Others of note on WHWH were Guy Hutchinson, Chris Canali, Betty Gates, Stu Ryder and news directors Bill Schirmann and Phil Painter. Other notables from WHWH included NBC television news reporter Judy Muller who "honed her skills" there in the 1970s. On-air personality Howard David left the station to find success at ESPN and the comedic Bill Bircher took over mornings for many years. Wayne Cabot joined the staff in 1982 on his way to WCBS in New York. Jack Speer also worked at the station in 1987, before moving on to Washington to eventually become the hourly newscaster for All Things Considered on NPR.

The station had its own promotional staff directed by Hal Stein and during the 1970s and into the 1980s, the station won many national radio advertising awards because of their production and copy chiefs, respectively John Anastasio and Jack Shuster. While the only station at the time with its own production and marketing department Anastasio and Shuster were incredibly talented, securing RAB and CLEO awards, and coaching other young writer and voice talents such as E.B. Moss, who joined the station some 10 years after her father, Dave, had moved on to WFAS then WKTU in New York. Owner Herb Hobler hired Johnny Morris as sales manager who then rose to head up the successful station. (Morris left the company after over 20 years in the late 1990s, acquiring WIMG in Trenton.)
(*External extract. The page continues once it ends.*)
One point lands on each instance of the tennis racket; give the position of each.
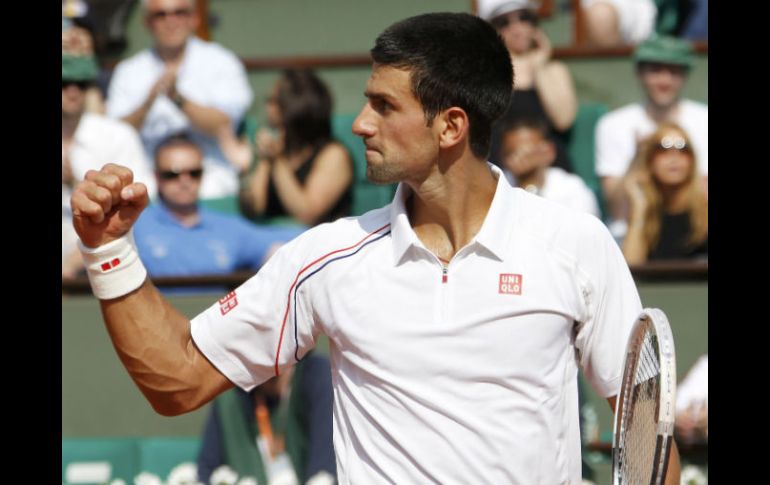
(644, 414)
Like many other mass-appeal AM stations, WHWH eventually found it difficult to compete with FM band stations. In the 1990s and 2000s the station tried adult standards and business news formats with little success.

===Expanded Band assignment===

On March 17, 1997, the Federal Communications Commission (FCC) announced that 88 stations had been given permission to move to newly available "Expanded Band" transmitting frequencies, ranging from 1610 to 1700 kHz, with WHWH authorized to move from 1350 to 1680 kHz.

A construction permit for the expanded band station was assigned the call letters WAXK (now WTTM) on March 6, 1998. The FCC's initial policy was that both the original station and its expanded band counterpart could operate simultaneously for up to five years, after which owners would have to turn in one of the two licenses, depending on whether they preferred the new assignment or elected to remain on the original frequency. As a result, WHWH went off the air on Friday, April 7, 2006, at midnight. However, WHWH was allowed to return to the air in May 2007 after the FCC relaxed the rule, and both stations have remained authorized, with the expanded band station, as WTTM, moving from Princeton to Lindenwold, New Jersey, a part of the Philadelphia market. One restriction is that the FCC has generally required paired original and expanded band stations to remain under common ownership.

===Later history===

For an extended period after its revival, WHWH operated noncommercially except for some brokered local sports programming. Most of its hours were devoted to "Radio T.E.D.", an automated blend of country, oldies, smooth jazz, standards and Christmas music devised by the station's chief engineer, Neal Newman. During the first half of 2010 WHWH simulcast Levittown, Pennsylvania, station WBCB. In 2011 WHWH began a Spanish Christian music format called "La Unika", and in March 2012 resumed broadcasting in C-Quam AM Stereo.